Public authority over home care.

Genet, N.A., Boerma, W.G.W., Kroneman, M. Public authority over home care. European Journal of Public Health: 2011, 21(suppl. 1), p. 39. Abstract. 4th European Public Health Conference: 'Public Health and Welfare - Welfare Development and Public Health' 9-12 november 2011, Copenhagen.
Background: The ageing society, decreasing resources and financial constraints are putting governments under pressure. Across Europe, division of responsibilities for long-term care are being reconsidered. Under these pressures, the role of governments in home care could be changing. This paper will provide an insight into the current role of governments in home care and its position within the welfare mix. Methods: A systematic literature review & consultations with experts across Europe resulted in a set of consensus-based indicators for home care systems. In 2008–2010, data was collected in 31 countries. To enhance comparability, several key informants in each country additionally answered standard questions related to hypothetical case descriptions about people in need of home care. Results: Large cross-country differences in governmental control exist.
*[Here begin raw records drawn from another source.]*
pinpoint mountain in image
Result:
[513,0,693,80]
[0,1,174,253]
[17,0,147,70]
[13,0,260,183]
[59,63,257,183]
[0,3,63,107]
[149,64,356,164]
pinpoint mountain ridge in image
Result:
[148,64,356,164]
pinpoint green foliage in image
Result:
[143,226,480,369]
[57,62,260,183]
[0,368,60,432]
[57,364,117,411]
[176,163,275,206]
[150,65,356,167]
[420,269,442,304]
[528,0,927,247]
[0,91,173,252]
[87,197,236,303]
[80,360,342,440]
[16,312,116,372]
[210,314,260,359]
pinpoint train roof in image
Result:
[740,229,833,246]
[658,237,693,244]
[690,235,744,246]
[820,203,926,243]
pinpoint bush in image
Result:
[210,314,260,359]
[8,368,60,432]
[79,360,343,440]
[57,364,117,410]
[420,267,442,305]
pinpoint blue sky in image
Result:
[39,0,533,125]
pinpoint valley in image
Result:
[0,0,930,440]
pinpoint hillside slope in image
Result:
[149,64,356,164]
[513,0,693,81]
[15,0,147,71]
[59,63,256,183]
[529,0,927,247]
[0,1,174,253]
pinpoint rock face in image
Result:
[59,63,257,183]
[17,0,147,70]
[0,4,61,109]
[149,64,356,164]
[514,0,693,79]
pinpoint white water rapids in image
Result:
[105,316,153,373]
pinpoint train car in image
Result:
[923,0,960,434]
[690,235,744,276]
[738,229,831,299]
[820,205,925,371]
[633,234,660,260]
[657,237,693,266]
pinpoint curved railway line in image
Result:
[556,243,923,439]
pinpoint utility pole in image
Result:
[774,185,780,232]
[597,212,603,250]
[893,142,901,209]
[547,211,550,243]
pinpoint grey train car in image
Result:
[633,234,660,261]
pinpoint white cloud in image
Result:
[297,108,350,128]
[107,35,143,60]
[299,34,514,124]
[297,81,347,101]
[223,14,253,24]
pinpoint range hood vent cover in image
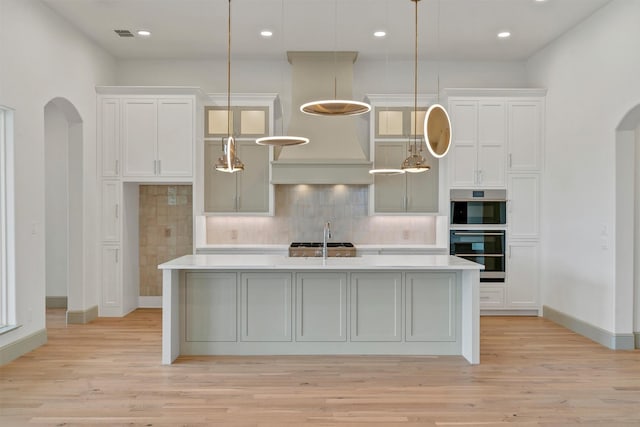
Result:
[272,52,373,184]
Home care can be divided in home health care and home social care. In most countries both types of care governed differently. The predominant governance model is characterised by a central government being involved only in setting out visions and some minimum and general requirements for, for instance, home care provision and eligibility. Municipalities in that case further define regulations. Four different models of governmental interference in home care could be distinguished. Each model brings its own problems. Conclusions: The influence of local governments on publicly financed home care is generally strong. Local governments are often involved in ‘rowing’ the boat, rather than just steering it. National governments mainly steer. Whereas governance in the public sector is relatively clear, there is a lack of insight in the completely privately financed sector. (aut. ref.)